Das Buch ist flüssig geschrieben und macht vor allem deutlich, was das chaotische wilhelminische politische System alles falsch machen musste, um einen Krieg knapp zu verlieren, der "zentral für die weitere Entwicklung des 20. Jahrhunderts war". Völlig zu Recht sprach Sebastian Haffner schon 1964 von den "Todsünden des Deutschen Reichs im Ersten Weltkrieg", auch wenn man sich dem nicht in allen Punkten anschließen muss. Und ebenfalls völlig zu Recht weist Afflerbeck heute darauf hin, dass das "wirkliche Problem" der mangelnde Friedenswille der Alliierten war: "Die deutsche Macht sollte gebrochen werden."

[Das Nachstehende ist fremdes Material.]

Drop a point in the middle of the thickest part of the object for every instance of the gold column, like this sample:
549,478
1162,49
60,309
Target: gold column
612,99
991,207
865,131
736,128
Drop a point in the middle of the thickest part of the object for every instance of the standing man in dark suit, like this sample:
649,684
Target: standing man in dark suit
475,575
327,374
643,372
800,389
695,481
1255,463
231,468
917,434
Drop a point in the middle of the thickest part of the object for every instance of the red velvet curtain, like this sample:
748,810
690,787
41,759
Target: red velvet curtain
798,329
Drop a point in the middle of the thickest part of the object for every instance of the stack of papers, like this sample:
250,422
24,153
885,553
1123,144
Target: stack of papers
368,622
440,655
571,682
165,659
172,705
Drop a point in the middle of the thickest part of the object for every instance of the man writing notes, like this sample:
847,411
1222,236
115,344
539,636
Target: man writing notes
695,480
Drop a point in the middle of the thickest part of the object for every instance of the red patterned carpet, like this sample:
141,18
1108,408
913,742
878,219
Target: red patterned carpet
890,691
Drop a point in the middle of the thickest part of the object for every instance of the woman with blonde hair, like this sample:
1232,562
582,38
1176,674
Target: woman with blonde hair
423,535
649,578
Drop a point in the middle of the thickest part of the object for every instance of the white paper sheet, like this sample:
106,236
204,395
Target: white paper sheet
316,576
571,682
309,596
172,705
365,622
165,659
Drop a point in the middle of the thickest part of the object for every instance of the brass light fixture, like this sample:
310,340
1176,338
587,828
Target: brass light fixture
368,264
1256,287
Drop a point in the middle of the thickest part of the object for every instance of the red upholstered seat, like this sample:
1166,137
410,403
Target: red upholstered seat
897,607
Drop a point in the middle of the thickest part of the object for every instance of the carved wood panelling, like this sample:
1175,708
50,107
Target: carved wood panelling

Dies lag nicht zuletzt daran, dass die britische Führung sich im Ersten Weltkrieg an dem Hegemonialkrieg gegen Napoleon orientierte, gegen den nicht der Kompromiss, sondern nur der vollständige Sieg geholfen habe, einmal abgesehen von Frankreichs Wunsch nach Rückgewinnung Elsass-Lothringens und den Schwierigkeiten, in einer großen Koalition die Kriegsziele aller Partner unter einen Hut zu bringen. Der Brite Niall Ferguson hat vor Jahren bereits auf die Fragwürdigkeit dieses Vergleichs hingewiesen.

Hatten die vor vier Jahren zum Ausbruch des Weltkrieges vorgelegten Bücher sich naturgemäß mehr mit seinem Beginn befasst, teilweise mit dem Ergebnis, dass die These von einer Haupt- oder gar Alleinschuld Deutschlands falsch sei, so kommt das neue Buch von Afflerbach zu Recht zum Ergebnis, dass von einem Dolchstoß der Heimat in den Rücken des Heeres kaum die Rede sein kann: "Wir blicken auf ein katastrophales Scheitern der deutschen Politik, und nichts kann und darf diese Erkenntnis verwässern."